Never do a catch-up dose

Sometimes we can forget to dose the fertilizer, or we aren’t at home for a few days.

You should never try to catch back up to your schedule, always keep under the level in the instructions. Overdosing can be lethal for your tanks.

For example, adding 1ml of your fertilizer each week might be fine. If you’re going away for 2 weeks, do not dose with 2ml before you go or when you get back. Instead, you should just return to your normal 1ml/week as soon as you can.

Spread it around the tank

Try to pour the fertilizer liquid into flowing water, if you can.

If you’ve got a Hang on Back filter, adding it just under the waterfall will help it to quickly spread all around the tank.

Pouring into a corner with little water movement can make that area slightly more dangerous for your shrimp until it disperses.

You should also avoid adding the fertilizer near your shrimp. Give it time to dilute, instead of showering them in chemicals.

Use a syringe

Quite often the instructions will give you measurements in capfuls.

This can work well in larger aquariums, but in smaller shrimp tanks this can cause really inaccurate dosing.

Using a small syringe, up to say 5ml or so will make dosing much less stressful. You can measure exactly the correct amount, and be confident you won’t stress or harm your colony.

I use a blunt needle tip, advertised for using with printer ink, for dosing my tanks. It lets me easily reach the bottom of the bottle, and I can inject the fertilizer deep into the water.

Be consistent

Do water changes and dosing on a regular schedule.

Shrimp love consistency, keeping a fairly constant level of plant food will cause them minimal stress and let them thrive.

Over time, the ingredients of the fertilizer will get used up at different rates.
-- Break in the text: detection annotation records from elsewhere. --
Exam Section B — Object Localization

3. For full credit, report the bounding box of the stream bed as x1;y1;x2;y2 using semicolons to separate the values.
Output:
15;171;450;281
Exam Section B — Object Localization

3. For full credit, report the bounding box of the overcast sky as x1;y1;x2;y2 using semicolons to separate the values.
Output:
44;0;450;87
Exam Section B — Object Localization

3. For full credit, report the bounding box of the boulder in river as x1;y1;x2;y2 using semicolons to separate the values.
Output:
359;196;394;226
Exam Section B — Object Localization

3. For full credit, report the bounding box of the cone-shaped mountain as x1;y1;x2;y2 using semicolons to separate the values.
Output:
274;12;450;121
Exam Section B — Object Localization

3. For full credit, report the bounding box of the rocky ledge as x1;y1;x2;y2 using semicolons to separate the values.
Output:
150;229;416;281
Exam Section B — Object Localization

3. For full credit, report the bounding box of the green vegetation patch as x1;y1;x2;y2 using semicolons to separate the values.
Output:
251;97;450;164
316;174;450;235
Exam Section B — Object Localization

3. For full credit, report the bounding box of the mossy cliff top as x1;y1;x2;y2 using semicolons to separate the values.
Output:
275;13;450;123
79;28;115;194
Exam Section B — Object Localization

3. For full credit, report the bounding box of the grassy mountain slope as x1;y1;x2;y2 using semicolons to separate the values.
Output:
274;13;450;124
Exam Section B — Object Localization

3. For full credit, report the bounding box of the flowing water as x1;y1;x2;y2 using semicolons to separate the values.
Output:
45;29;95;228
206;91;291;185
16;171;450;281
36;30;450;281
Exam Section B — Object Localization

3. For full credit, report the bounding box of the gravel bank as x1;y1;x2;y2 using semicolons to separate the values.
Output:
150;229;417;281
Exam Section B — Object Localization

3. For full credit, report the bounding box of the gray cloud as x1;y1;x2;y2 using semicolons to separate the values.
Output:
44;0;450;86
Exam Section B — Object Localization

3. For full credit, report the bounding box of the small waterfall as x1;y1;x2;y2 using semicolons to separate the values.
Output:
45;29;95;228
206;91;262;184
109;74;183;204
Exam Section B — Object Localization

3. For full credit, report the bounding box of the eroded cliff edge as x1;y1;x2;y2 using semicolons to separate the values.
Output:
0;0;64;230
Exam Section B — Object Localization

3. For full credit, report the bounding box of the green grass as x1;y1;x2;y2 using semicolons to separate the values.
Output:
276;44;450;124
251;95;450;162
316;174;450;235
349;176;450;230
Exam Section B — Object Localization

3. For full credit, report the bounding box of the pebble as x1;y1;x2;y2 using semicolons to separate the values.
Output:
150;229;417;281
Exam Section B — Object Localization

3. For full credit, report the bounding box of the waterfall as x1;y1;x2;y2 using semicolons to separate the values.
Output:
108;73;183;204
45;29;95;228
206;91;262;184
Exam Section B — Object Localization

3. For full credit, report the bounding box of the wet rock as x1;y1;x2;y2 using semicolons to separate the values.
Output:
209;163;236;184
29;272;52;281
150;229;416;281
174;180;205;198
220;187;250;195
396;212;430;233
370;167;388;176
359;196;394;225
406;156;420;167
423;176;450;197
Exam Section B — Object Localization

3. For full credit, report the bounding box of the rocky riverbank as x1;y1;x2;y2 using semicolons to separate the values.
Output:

With irregular or infrequent water changes, this can lead to chemicals or metals building up to a dangerous level.

Dealing with overdosing

Whether you’ve accidentally dosed again, or misread the instructions and added too much, these steps should help.

  • Perform a water change
  • Add activated charcoal to your filter
  • Add Seachem Cuprisorb
  • Temporarily rehome your shrimp if it’s really bad

Do a water change

The easiest first step is to do a relatively large water change.

Don’t go crazy and replace 50% of the water in one go just yet. This will cause extra stress on your shrimp and could do more damage than overdosed fertilizer.

Use activated charcoal

Activated charcoal is fantastic at absorbing elements from the water.

If you can put a bag of it near your filter, you should be able to pull most of the unwanted elements fairly quickly.

Do note that charcoal doesn’t care what it absorbs, it’ll collect dangerous and helpful elements alike.

Dosing a tank with activated charcoal in the tank will mean that some of it gets wasted, as the charcoal collects some of it before the plants get a chance.

Add Cuprisorb

Cuprisorb is a product by Seachem, made specifically for quickly absorbing copper and other heavy metals out of the water.

They claim this works faster than activated charcoal, so it could be useful to have around in an emergency.

Rehome your shrimp

In a worst case scenario where your water is suddenly toxic for its inhabitants, your only option might be to rehome them temporarily.

Try to net your shrimp into a new container or tank, and acclimate them to their new water, just like you would if they were newly bought.

This gives you more time and freedom to deal with the problem in their old tank. You could even do a 100% water change whilst there aren’t any shrimp in it, for example.